= Charlie McKeahnie =

Australian horseman

Charlie Mac's grave in Old Adaminaby cemetery

Charles Lachlan "Charlie Mac" McKeahnie (29 April 1868 – 3 August 1895) was an Australian horseman born in Gudgenby, ACT to Alexander and Mary McKeahnie into a family of five sisters. He is believed by some historians to be the inspiration for the poem "The Man from Snowy River" by Banjo Paterson.
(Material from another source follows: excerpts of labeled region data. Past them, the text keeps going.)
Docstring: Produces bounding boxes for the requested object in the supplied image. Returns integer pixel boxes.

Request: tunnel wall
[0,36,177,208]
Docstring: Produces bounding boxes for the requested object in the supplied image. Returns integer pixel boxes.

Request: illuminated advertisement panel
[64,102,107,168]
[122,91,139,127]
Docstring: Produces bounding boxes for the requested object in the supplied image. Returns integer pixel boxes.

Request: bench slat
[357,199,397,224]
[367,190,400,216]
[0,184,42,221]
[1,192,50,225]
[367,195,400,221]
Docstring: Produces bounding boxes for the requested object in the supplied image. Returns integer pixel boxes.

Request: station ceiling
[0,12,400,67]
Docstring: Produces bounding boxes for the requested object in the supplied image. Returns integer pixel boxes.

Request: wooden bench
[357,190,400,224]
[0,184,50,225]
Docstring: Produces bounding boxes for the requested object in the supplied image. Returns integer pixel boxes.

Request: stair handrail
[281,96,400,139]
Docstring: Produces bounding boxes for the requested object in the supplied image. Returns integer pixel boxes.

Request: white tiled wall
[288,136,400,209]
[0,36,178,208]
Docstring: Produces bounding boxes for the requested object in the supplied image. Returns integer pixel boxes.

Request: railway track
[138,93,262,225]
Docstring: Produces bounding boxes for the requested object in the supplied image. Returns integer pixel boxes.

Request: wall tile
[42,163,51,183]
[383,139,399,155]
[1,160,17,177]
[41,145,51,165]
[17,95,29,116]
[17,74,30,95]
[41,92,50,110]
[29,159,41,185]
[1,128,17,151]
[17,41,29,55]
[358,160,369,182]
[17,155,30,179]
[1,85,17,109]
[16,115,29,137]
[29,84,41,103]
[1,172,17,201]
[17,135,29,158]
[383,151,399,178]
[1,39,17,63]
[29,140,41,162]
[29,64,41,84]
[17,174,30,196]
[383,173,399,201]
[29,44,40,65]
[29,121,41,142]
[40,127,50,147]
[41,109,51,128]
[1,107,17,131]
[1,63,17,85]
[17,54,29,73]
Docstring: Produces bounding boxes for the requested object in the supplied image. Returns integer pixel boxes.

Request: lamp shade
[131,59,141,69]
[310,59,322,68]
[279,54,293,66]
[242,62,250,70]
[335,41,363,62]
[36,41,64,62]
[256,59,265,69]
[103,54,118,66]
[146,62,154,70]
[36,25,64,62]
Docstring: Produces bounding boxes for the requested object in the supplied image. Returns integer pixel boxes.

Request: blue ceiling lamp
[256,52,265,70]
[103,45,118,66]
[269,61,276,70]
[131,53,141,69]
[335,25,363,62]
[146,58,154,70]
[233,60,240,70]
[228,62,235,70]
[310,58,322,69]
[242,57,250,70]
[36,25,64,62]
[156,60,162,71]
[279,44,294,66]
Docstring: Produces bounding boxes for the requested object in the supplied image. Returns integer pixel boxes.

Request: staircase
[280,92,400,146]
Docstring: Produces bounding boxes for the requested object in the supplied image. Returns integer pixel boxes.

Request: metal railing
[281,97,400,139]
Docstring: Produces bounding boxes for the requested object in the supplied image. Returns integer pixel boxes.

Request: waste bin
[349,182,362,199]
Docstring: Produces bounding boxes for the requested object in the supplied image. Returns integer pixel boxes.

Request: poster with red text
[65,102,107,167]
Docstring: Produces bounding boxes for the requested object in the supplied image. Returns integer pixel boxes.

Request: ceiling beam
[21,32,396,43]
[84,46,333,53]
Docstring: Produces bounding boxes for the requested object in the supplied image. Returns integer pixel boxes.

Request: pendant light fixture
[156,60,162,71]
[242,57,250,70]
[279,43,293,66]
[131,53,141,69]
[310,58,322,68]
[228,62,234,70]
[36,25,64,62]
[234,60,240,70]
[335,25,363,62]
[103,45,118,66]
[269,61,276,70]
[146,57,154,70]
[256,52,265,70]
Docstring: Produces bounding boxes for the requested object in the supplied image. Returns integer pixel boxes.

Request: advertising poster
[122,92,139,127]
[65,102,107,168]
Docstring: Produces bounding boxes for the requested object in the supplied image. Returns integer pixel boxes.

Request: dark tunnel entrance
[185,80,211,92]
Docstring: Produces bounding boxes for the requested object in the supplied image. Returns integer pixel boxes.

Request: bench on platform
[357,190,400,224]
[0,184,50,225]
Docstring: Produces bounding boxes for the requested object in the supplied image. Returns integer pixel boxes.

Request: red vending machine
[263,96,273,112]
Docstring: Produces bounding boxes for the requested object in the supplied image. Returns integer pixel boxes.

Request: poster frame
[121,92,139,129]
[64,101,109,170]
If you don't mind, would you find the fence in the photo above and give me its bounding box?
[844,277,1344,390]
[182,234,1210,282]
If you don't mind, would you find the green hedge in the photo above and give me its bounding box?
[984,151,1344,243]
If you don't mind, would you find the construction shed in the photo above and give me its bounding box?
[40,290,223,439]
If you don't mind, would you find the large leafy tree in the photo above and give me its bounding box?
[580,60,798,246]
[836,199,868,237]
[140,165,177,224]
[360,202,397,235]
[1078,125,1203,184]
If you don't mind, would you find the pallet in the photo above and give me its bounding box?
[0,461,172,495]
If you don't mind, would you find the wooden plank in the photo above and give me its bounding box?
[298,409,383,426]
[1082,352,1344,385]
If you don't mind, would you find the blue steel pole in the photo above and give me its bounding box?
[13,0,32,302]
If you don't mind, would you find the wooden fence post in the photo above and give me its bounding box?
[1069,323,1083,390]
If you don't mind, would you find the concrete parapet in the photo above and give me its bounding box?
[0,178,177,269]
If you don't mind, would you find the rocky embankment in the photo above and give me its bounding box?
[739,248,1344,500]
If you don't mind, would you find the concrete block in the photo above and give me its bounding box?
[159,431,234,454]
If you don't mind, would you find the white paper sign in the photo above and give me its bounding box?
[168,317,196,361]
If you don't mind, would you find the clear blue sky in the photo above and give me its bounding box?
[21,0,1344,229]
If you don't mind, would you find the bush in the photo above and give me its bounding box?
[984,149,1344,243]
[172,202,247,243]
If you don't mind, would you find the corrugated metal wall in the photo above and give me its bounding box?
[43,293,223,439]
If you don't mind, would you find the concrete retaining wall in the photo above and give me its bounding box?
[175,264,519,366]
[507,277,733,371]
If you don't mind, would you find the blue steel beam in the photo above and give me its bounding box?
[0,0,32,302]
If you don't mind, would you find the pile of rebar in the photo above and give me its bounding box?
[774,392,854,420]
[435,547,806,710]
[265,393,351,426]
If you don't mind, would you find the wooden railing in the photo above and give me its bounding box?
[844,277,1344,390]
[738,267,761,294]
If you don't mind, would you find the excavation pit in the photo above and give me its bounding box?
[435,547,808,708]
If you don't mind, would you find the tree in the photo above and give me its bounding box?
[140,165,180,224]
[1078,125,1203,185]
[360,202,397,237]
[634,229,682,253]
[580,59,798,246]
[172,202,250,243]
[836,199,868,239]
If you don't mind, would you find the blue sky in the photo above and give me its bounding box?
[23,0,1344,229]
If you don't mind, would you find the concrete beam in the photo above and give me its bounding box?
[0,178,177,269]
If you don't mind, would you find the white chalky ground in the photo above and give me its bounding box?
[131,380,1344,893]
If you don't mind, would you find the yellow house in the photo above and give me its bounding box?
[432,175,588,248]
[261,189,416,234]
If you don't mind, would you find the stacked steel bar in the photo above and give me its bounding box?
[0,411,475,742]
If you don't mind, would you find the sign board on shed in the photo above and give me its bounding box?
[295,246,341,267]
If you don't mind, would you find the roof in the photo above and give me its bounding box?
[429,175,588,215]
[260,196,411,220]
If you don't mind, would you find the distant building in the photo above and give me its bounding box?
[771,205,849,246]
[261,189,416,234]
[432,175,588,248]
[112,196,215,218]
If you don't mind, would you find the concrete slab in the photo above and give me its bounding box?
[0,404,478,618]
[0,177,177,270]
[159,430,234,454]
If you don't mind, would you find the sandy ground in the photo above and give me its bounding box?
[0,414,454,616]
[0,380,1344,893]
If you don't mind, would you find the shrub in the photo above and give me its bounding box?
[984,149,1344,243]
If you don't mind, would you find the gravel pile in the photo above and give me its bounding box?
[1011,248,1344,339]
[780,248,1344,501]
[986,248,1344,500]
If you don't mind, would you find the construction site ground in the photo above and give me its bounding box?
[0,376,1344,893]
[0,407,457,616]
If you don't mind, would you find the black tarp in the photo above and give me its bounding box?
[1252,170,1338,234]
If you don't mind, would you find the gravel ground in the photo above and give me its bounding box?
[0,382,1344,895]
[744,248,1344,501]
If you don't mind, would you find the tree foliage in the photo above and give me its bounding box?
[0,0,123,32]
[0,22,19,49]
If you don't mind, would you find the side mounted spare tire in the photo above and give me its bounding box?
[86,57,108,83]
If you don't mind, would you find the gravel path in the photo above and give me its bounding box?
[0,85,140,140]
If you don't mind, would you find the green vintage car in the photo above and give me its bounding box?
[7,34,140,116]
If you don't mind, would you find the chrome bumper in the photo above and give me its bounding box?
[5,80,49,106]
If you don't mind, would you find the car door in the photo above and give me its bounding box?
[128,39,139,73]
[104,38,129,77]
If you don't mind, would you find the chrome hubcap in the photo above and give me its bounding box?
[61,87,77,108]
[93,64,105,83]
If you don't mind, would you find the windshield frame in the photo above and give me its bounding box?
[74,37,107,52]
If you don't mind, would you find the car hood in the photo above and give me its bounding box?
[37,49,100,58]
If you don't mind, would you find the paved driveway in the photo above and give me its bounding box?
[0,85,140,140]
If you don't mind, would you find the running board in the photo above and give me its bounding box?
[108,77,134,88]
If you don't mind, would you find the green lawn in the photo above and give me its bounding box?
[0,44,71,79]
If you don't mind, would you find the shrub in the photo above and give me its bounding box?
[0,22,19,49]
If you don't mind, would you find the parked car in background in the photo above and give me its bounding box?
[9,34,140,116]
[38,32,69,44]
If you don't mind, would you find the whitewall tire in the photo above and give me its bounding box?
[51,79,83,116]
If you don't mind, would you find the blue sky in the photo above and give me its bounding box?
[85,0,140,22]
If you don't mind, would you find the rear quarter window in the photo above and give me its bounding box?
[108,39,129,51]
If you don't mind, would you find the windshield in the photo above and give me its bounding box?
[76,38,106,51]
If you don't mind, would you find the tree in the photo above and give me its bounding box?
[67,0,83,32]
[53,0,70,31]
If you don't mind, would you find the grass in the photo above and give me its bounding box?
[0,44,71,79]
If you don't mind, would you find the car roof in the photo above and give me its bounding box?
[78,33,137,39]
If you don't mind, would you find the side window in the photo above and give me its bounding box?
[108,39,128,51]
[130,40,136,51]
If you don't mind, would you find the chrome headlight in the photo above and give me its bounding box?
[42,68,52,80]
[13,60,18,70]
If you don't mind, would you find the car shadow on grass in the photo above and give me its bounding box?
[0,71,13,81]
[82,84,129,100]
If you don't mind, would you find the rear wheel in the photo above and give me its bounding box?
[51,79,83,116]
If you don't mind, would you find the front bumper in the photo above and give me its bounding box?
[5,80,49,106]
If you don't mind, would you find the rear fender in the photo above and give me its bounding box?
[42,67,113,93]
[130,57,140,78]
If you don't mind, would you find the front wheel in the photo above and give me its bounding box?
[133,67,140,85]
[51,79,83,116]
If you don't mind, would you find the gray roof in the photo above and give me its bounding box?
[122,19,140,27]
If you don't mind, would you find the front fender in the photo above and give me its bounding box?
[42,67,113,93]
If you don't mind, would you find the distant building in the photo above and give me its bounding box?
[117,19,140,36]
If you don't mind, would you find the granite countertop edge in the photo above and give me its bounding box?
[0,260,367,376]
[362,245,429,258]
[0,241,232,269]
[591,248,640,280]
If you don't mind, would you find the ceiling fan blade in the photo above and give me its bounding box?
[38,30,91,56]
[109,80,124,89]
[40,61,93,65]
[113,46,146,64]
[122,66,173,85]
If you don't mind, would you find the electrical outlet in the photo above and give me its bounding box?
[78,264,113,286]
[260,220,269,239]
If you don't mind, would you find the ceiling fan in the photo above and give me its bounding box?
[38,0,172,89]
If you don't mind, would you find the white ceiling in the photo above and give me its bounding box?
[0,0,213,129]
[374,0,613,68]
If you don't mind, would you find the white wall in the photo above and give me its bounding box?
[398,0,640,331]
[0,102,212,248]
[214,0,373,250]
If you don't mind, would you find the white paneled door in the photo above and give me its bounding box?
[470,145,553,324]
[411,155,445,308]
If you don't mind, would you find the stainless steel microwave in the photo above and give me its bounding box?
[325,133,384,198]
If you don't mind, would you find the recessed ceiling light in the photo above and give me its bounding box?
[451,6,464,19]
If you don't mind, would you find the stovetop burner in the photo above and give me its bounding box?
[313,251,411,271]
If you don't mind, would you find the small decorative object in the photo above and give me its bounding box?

McKeahnie was reputed to have been a fearless rider and stockman. He was known to have chased a well-bred horse through the very rugged country between Yaouk and the headwaters of the Snowy River north west of Adaminaby at the age of 17. This chase was documented in a poem by poet and friend of the McKeahnie family, Barcroft Boake called "On the Range" in which the horse being chased died when it ran into a granite outcrop. According to a letter by one of McKeahnie's sisters Lem McKeahnie, Banjo Paterson learnt of the tale in Sydney while in the presence of a friend of McKeahnie's, Mrs Jim Hassall. At the time Paterson wrote the poem, the Eucumbene River had been known as the Snowy River. The area around the upper Eucumbene and the adjacent upper Murrumbidgee was where Charlie McKeahnie had lived and worked. According to Monaro district folklore, Paterson had told somebody at the Bredbo Hotel that the poem was based on McKeahnie's ride.

McKeahnie died at the age of 27 at the Bredbo Hotel after a horse riding accident and was buried at Adaminaby cemetery. He had never married and had no known children.